I am aware of at least 8 Kinds of “missingness" in the IPUMS CPS data (and I think IPUMS USA as well).
There are numerical values that are replaced by specific integers that denote the variable has been top-coded; or
bottom-coded, without providing information about the top- or bottom-coded value.
There are variable- and year-specific values of top-or bottom-coded variables equal to the mean value of the top-or bottom-coded observations (unless these have all been replaced by swap values now).
There are data quality flags that indicate if this is a person’s answer about themselves or somebody else.
There is some way of indicating that there was nobody to interview – not sure if this will generally be a value in the variable itself or in the data quality flags.
There are refusals to answer specific questions – also not sure if this will be a value in the variable or in data quality flags.
There are “don’t know” answers that may be distinct from refusals to answer.
Not in universe values, perhaps of several kinds.
For missing types 3 through 6, these values may be blank, or they may be imputed; I’d want to distinguish these cases.
I have two questions about these various kinds of missing values:
First, is this list complete, or are there other kinds of missing that are quantitatively important? (I’m not going to fuss about, e.g. fragment values).

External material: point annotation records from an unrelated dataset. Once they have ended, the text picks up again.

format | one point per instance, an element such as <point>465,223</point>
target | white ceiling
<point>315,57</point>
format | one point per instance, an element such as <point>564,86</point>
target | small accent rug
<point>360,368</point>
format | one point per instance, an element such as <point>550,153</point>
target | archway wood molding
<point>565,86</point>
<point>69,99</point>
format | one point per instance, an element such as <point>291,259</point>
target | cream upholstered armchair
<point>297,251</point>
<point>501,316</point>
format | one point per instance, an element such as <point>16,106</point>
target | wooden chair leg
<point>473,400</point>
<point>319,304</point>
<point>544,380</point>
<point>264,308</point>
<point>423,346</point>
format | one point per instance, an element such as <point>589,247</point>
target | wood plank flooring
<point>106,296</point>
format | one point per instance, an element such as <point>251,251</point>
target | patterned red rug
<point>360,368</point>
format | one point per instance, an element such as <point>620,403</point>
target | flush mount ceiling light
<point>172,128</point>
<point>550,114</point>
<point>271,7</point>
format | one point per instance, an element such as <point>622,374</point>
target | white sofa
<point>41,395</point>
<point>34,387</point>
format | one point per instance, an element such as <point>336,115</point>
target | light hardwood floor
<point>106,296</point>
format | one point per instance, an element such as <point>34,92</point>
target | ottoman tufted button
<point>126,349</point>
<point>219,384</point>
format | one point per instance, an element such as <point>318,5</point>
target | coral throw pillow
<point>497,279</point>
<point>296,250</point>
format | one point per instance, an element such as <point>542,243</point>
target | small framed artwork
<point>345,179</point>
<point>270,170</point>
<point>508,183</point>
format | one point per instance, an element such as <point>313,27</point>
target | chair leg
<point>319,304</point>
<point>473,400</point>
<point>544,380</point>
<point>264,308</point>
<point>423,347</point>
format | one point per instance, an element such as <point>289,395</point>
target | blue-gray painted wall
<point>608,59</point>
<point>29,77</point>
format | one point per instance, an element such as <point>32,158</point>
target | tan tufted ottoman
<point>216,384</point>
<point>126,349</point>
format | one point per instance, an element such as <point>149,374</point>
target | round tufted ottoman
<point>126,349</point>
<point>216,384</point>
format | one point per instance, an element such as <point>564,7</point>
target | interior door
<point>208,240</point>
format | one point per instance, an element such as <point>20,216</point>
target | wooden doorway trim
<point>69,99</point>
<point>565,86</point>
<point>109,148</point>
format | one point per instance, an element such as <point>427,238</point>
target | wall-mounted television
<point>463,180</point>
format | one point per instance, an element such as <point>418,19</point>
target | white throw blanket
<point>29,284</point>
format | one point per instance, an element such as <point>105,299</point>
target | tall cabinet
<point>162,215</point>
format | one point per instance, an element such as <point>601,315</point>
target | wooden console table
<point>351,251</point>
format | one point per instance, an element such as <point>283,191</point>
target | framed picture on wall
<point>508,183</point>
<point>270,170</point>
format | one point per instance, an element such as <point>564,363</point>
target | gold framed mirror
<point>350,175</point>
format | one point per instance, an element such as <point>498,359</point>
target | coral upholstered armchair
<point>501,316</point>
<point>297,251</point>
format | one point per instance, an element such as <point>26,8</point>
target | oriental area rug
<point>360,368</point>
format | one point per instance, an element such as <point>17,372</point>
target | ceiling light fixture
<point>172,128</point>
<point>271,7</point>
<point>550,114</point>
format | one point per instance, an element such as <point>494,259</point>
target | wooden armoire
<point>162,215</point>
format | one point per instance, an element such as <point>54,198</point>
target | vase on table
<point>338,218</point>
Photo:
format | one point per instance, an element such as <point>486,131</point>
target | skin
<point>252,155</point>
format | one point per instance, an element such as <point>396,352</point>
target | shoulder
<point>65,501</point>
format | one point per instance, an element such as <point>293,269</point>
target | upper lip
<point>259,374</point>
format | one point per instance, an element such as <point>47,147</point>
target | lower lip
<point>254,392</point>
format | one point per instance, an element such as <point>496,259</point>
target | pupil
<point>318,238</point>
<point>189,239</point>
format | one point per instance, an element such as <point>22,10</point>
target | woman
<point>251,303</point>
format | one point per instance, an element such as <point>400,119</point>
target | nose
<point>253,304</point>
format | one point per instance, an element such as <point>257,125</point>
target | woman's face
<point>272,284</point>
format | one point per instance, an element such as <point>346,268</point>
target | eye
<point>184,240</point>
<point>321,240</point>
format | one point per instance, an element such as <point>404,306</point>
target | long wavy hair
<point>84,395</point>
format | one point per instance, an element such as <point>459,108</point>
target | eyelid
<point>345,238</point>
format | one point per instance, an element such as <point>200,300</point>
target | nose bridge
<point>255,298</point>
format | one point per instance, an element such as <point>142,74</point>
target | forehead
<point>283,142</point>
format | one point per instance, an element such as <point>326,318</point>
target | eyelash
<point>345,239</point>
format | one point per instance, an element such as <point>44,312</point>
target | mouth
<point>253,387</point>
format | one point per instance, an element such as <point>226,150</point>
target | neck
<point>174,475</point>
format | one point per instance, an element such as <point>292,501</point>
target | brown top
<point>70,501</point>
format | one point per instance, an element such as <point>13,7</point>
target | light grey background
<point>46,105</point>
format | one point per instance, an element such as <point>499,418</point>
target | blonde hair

Second, are these kinds of missing consistently coded across questions, in terms of the entries that indicate each kind of missingness, such that a data preparation function could identify and treat them unifirmly? Also, are variables consistant as to how information about missingness appears, e.g. in a quality flag as vs in an answer? And if so, is this information gathered somewhere that I could see?
You folks are terrific.
Peace, Andrew Hoerner